Nei giorni scorsi Jeff Seiner, CEO di LinkedIn, ha preso posizione contro le misure antiimmigrazione adottate da Donald Trump. In un tweet ha ricordato che il 40% delle prime 500 società negli Stati Uniti sono fondate o gestite da immigrati o figli di immigrati. Ma ha voluto far seguire alle parole anche alcune azioni concrete. La più importante è l’espansione del piano che l’azienda, acquisita da Microsoft, ha testato in Svezia durante il 2016. Un programma pilota, chiamato “Welcome Talent”, per incoraggiare i datori di lavoro a dare maggiori opportunità ai tanti giovani che nel paese scandinavo hanno trovato una nuova casa. In pochi mesi più di 50 aziende hanno aiutato oltre 2mila rifugiati. Come Marwan.

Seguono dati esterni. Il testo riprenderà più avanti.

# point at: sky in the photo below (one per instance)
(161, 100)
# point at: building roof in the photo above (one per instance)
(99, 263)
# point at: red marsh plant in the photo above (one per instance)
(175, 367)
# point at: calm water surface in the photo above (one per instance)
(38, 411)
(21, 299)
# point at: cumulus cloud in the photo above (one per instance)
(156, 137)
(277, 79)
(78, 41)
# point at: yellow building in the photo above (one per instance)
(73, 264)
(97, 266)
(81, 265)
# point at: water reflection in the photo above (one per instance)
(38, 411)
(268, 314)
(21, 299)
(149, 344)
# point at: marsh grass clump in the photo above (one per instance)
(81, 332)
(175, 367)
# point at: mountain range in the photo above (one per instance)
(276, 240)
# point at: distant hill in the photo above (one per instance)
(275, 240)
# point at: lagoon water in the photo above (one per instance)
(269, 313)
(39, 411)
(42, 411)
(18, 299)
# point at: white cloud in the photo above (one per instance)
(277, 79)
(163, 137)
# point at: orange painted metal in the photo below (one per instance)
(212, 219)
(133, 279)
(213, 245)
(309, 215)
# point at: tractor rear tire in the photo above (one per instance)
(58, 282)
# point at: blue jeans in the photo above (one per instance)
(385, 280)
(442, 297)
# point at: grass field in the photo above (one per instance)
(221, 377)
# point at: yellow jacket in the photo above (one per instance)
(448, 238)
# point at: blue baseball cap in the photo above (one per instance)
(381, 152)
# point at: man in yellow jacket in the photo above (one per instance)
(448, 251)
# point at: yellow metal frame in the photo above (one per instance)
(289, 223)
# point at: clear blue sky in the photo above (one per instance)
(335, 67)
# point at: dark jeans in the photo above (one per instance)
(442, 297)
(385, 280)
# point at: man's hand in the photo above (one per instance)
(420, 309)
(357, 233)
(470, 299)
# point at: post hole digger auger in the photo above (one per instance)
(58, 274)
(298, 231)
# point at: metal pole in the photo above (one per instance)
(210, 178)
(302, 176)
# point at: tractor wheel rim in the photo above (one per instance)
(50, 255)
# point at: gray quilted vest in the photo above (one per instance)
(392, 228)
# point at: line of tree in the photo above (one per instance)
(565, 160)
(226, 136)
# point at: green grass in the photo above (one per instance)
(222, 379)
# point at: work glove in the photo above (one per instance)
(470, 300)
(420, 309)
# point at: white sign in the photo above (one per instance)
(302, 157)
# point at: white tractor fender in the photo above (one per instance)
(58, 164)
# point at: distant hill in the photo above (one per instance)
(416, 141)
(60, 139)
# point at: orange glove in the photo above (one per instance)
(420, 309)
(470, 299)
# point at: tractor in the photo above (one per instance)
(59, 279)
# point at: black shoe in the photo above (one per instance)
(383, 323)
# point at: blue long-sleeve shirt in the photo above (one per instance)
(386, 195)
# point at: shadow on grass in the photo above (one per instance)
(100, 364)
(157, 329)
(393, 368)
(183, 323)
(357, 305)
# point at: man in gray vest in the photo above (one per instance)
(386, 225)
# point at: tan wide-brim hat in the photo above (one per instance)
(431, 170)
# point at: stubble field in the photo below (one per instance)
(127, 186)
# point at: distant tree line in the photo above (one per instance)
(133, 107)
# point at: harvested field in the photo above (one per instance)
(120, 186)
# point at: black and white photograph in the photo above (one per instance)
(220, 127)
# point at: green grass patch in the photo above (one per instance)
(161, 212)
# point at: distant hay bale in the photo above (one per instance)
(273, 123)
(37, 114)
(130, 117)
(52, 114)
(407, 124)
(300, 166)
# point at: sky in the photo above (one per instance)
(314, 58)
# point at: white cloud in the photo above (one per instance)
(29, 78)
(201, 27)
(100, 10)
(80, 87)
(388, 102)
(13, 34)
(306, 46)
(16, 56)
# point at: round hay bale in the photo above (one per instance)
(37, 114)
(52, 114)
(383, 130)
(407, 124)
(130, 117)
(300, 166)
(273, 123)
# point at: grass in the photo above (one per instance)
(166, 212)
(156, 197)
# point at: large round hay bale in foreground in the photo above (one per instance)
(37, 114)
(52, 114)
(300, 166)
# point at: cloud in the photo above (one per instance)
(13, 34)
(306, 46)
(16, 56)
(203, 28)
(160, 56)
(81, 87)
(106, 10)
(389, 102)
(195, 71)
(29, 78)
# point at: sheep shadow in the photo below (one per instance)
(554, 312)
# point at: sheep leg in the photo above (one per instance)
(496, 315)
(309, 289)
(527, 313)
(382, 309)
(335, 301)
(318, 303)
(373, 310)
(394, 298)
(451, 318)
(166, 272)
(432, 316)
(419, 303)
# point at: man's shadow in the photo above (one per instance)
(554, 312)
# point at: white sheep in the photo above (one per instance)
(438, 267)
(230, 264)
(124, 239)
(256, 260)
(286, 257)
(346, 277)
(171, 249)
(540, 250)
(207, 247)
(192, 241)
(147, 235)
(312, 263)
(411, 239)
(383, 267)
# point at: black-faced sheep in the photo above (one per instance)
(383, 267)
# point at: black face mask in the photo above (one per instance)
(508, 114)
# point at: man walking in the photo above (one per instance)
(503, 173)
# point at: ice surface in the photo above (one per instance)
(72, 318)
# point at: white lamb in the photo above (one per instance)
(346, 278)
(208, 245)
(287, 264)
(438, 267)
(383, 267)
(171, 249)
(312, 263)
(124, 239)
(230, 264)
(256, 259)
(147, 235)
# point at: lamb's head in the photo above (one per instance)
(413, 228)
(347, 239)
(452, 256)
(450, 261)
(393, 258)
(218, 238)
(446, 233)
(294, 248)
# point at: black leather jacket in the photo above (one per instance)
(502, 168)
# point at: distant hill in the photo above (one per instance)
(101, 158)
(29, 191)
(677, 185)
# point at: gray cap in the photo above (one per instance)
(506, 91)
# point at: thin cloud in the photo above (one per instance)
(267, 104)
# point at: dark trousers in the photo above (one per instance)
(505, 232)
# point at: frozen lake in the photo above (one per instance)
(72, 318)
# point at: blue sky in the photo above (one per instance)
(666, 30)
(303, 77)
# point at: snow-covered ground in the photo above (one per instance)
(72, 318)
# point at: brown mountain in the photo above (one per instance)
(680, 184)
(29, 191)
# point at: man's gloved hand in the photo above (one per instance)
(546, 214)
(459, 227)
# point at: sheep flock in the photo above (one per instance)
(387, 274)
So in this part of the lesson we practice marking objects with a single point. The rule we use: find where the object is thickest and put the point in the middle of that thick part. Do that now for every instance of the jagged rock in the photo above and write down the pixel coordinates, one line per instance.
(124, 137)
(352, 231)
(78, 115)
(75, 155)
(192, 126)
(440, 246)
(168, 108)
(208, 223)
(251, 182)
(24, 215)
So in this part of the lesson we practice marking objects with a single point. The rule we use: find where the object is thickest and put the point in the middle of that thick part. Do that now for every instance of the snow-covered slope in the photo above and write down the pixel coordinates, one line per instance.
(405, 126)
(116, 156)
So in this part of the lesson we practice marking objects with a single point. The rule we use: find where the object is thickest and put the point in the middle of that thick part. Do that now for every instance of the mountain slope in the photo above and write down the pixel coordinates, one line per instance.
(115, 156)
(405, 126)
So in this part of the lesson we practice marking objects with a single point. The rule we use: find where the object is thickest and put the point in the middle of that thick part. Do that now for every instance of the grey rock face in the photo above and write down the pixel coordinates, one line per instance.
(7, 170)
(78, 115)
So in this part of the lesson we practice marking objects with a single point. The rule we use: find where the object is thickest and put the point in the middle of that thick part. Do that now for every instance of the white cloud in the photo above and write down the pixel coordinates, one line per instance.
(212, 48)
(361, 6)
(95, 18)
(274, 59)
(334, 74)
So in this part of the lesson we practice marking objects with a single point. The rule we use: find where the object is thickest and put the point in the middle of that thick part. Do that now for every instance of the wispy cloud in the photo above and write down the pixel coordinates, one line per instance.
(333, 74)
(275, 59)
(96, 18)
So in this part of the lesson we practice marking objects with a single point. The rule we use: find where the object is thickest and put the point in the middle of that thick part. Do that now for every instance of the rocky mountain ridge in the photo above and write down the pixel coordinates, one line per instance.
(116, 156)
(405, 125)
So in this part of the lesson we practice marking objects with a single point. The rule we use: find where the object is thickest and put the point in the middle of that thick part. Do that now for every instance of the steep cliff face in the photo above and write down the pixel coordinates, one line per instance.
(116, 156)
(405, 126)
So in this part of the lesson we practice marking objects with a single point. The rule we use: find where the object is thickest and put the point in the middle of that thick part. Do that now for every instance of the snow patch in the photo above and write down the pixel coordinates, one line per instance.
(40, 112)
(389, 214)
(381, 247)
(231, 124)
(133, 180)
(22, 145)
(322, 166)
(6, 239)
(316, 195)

Il progetto negli Stati Uniti d'America
L’intenzione è quella di esportare il modello svedese, come è stato fatto per il Canada lo scorso ottobre, e di aiutare i rifugiati che attualmente risiedono negli Stati Uniti. Ma non solo. Linkedin, nel suo blog, ha annunciato di voler mettere sul piatto della bilancia le risorse finanziarie necessarie per formare personale che possa aiutare i nuovi arrivati a trovare, in breve tempo, un’autosufficienza economica. Un progetto portato avanti in collaborazione con l’International Rescue Committee e che, in particolare, aiuterà l’organizzazione umanitaria ad attuare programmi di potenziamento nei suoi 30 uffici sparsi nel paese.
Diversità come successo
LinkedIn ha ribadito, inoltre, che parte del suo successo è dovuto dalla grande diversità dei suoi assunti. Talenti che arrivano da tutto il mondo e che hanno avuto un ruolo fondamentale nella sua continua e costante espansione. Allo stesso modo “aiutare rifugiati particolarmente qualificati” significa dare ai paesi che li accolgono nuove opportunità di crescita economica e sociale.